The life and work of Prof. Adi F. Gazdar
Adi Gazdar was born in India, went to Medical School at the University of London (Guys Hospital), did his residency at the Brigham in Boston and then worked at the National Cancer institute Bethesda, MD as a senior scientist/Section head for 23 years. In 1991 he joined his long-time colleague John Minna at the University of Texas Southwestern Medical Center, Dallas, TX where he serves at the Simmons Cancer Center and Department of Pathology as the W. Ray Wallace Distinguished Chair in Molecular Oncology Research.

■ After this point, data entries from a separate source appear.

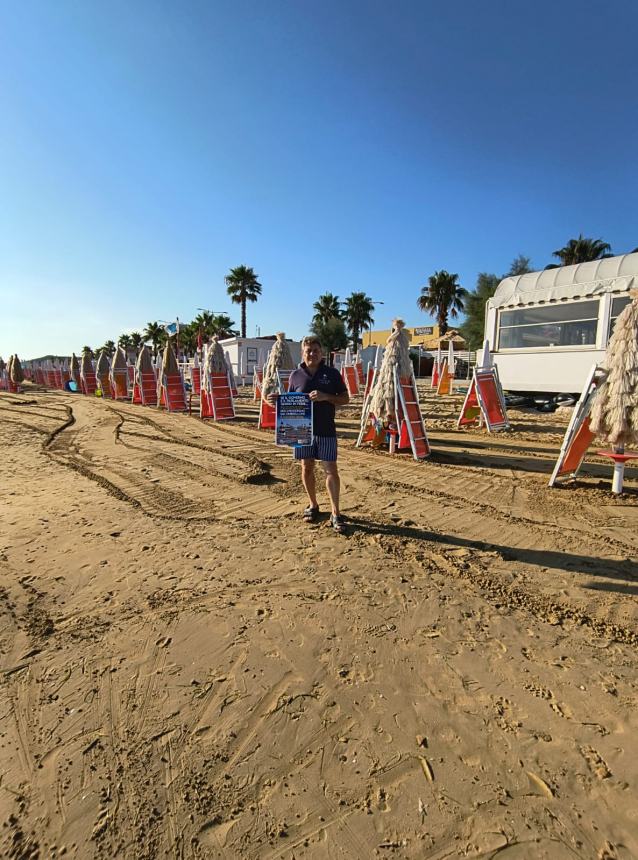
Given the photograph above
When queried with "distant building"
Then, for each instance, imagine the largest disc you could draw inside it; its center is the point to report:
(425, 336)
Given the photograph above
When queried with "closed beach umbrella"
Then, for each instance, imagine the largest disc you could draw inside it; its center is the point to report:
(396, 355)
(614, 414)
(86, 363)
(119, 362)
(102, 366)
(215, 361)
(280, 358)
(144, 363)
(16, 374)
(75, 369)
(169, 362)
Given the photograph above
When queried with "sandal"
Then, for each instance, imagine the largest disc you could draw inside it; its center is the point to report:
(310, 514)
(337, 524)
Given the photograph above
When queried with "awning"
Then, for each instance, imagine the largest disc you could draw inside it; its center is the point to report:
(613, 275)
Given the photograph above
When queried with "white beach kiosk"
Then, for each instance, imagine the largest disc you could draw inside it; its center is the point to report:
(548, 328)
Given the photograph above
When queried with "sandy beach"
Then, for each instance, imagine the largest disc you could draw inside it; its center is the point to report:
(187, 670)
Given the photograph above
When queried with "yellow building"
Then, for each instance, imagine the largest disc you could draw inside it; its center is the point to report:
(426, 336)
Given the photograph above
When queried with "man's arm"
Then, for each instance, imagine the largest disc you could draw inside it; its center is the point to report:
(336, 399)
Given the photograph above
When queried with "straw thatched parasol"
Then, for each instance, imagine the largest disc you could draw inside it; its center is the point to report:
(75, 369)
(86, 363)
(16, 374)
(215, 361)
(102, 366)
(396, 354)
(144, 363)
(169, 362)
(280, 358)
(614, 414)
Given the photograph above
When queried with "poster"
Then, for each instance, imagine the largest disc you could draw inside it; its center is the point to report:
(293, 422)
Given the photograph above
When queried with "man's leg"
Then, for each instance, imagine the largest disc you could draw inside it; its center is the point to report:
(333, 484)
(308, 480)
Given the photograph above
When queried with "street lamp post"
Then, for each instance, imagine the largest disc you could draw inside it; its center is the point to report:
(374, 302)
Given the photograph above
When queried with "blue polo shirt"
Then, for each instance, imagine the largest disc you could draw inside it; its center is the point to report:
(325, 379)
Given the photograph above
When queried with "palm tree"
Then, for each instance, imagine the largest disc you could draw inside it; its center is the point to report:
(326, 307)
(223, 326)
(242, 286)
(124, 341)
(357, 315)
(442, 296)
(156, 334)
(582, 250)
(108, 348)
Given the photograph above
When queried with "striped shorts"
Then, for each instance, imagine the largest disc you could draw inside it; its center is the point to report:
(322, 448)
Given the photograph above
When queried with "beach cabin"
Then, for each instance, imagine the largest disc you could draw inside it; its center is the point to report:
(546, 329)
(244, 353)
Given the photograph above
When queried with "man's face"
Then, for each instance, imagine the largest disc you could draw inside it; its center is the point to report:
(312, 353)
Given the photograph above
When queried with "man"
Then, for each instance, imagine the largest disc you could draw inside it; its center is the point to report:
(326, 389)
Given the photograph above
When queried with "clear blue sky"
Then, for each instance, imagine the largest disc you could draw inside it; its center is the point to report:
(147, 147)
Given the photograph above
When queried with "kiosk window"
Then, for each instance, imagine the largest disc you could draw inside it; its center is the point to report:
(618, 304)
(569, 324)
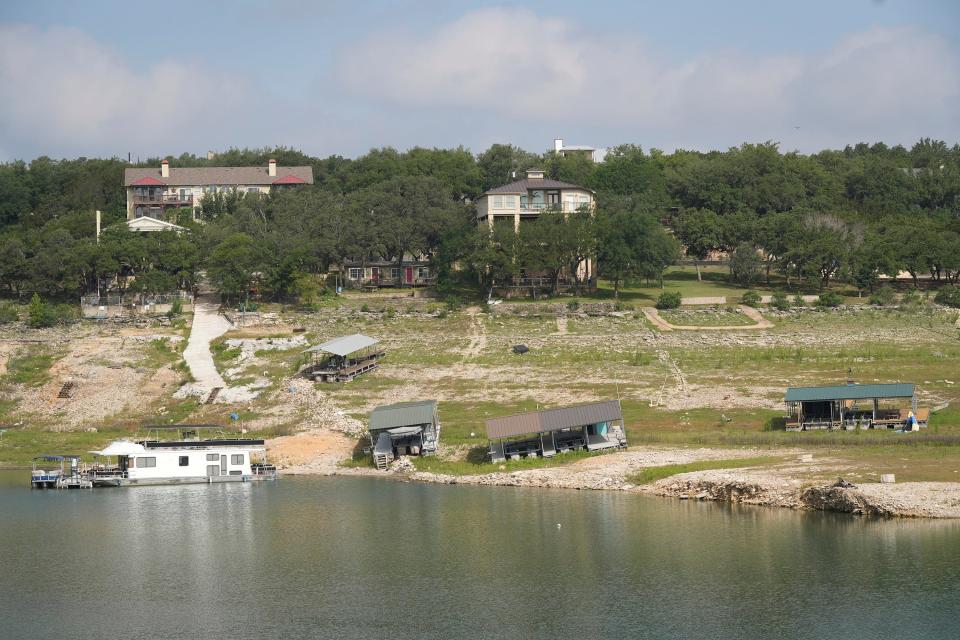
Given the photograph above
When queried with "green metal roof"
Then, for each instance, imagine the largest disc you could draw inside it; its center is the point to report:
(850, 392)
(403, 414)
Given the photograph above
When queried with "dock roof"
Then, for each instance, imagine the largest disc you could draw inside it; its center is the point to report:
(403, 414)
(850, 392)
(344, 345)
(554, 419)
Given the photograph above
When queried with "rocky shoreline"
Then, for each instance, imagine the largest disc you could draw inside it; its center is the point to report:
(770, 487)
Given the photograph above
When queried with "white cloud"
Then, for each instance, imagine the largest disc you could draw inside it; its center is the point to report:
(890, 84)
(66, 93)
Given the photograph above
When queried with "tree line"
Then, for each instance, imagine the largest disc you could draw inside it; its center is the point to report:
(852, 214)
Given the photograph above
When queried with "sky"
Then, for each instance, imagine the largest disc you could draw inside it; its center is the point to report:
(104, 78)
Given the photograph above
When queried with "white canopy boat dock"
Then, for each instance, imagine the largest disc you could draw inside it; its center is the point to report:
(343, 359)
(546, 433)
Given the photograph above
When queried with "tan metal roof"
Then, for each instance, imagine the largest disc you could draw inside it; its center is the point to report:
(554, 419)
(201, 176)
(527, 184)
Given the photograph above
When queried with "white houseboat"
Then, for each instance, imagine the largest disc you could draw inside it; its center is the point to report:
(181, 462)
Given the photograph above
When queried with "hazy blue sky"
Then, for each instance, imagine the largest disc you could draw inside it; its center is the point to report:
(338, 77)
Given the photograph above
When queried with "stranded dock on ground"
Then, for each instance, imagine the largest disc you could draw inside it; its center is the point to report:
(546, 433)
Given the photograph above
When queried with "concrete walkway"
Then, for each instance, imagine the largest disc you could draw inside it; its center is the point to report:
(208, 325)
(658, 321)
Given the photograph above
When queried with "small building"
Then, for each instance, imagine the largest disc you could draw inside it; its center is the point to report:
(849, 406)
(373, 274)
(404, 429)
(546, 433)
(343, 359)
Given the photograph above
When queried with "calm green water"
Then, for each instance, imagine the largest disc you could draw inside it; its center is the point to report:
(363, 558)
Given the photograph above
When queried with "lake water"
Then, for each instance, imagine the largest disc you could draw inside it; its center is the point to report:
(366, 558)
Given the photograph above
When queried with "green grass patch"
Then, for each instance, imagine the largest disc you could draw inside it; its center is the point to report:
(31, 368)
(652, 474)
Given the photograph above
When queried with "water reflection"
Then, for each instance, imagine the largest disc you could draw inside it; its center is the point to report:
(361, 558)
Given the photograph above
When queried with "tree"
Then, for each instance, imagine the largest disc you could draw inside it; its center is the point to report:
(232, 265)
(745, 264)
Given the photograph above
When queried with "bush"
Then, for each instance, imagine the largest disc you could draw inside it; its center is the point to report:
(669, 300)
(39, 313)
(949, 296)
(829, 299)
(750, 298)
(780, 302)
(453, 303)
(8, 313)
(884, 296)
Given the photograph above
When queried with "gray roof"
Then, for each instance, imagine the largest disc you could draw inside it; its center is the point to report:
(850, 392)
(403, 414)
(345, 345)
(200, 176)
(554, 419)
(522, 186)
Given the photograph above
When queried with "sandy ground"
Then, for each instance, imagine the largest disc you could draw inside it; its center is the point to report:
(208, 325)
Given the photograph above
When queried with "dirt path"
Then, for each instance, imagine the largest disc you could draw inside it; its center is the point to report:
(208, 325)
(761, 323)
(478, 335)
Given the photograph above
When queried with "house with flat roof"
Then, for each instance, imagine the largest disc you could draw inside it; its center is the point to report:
(851, 406)
(153, 192)
(404, 429)
(546, 433)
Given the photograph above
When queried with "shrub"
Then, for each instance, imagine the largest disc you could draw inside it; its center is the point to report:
(453, 303)
(669, 300)
(884, 296)
(949, 296)
(750, 298)
(780, 302)
(8, 312)
(39, 313)
(829, 299)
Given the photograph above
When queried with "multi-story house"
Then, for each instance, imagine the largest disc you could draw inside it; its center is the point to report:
(527, 199)
(152, 193)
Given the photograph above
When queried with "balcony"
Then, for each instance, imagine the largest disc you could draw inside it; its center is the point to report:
(170, 200)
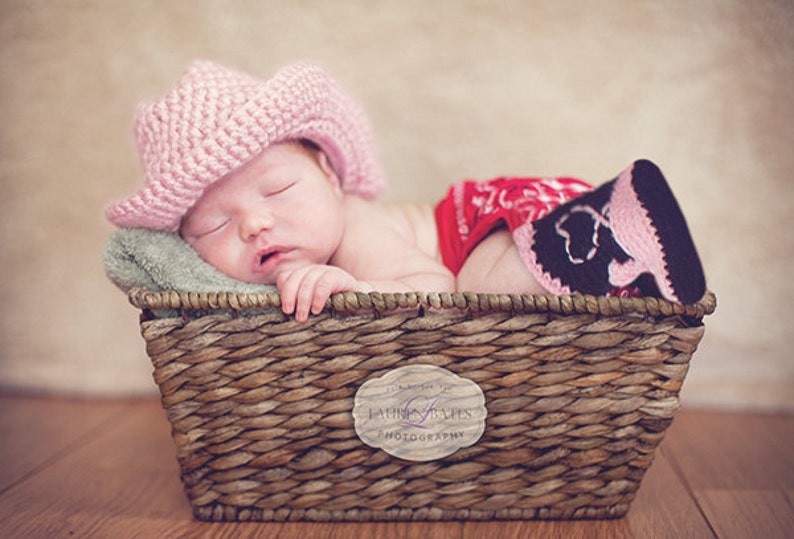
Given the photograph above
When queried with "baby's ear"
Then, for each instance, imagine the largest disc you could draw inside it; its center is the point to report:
(325, 166)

He is known primarily for the following:
- Elucidating the molecular pathogenesis of cancers, primarily lung cancer, both NSCLC and SCLC. His many discoveries and interests include studying the demographics of EGFR mutations, PIK3CA mutations and copy number changes in human cancers, lung cancer in never smokers and the neuroendocrine properties and heterogeneity of SCLC;
- Establishment and characterization of over 400 human tumor cell lines, perhaps more than anyone else. The focus has been on lung cancer of all types, but include breast, colon, ovary and T cell lymphomas, etc. These have been distributed to many 100s of researchers worldwide and over 18,000 citations have utilized the lines;
- During his long career, Adi Gazdar has published about 800 articles, book chapters, commentaries, etc., and been cited over 110,000 times, ranking him among the top 1% of active scientists in the biomedical field. He has been a long standing and enthusiastic supporter of cancer research and scientific collaboration.
Conflicts of Interest: The authors have no conflicts of interest to declare.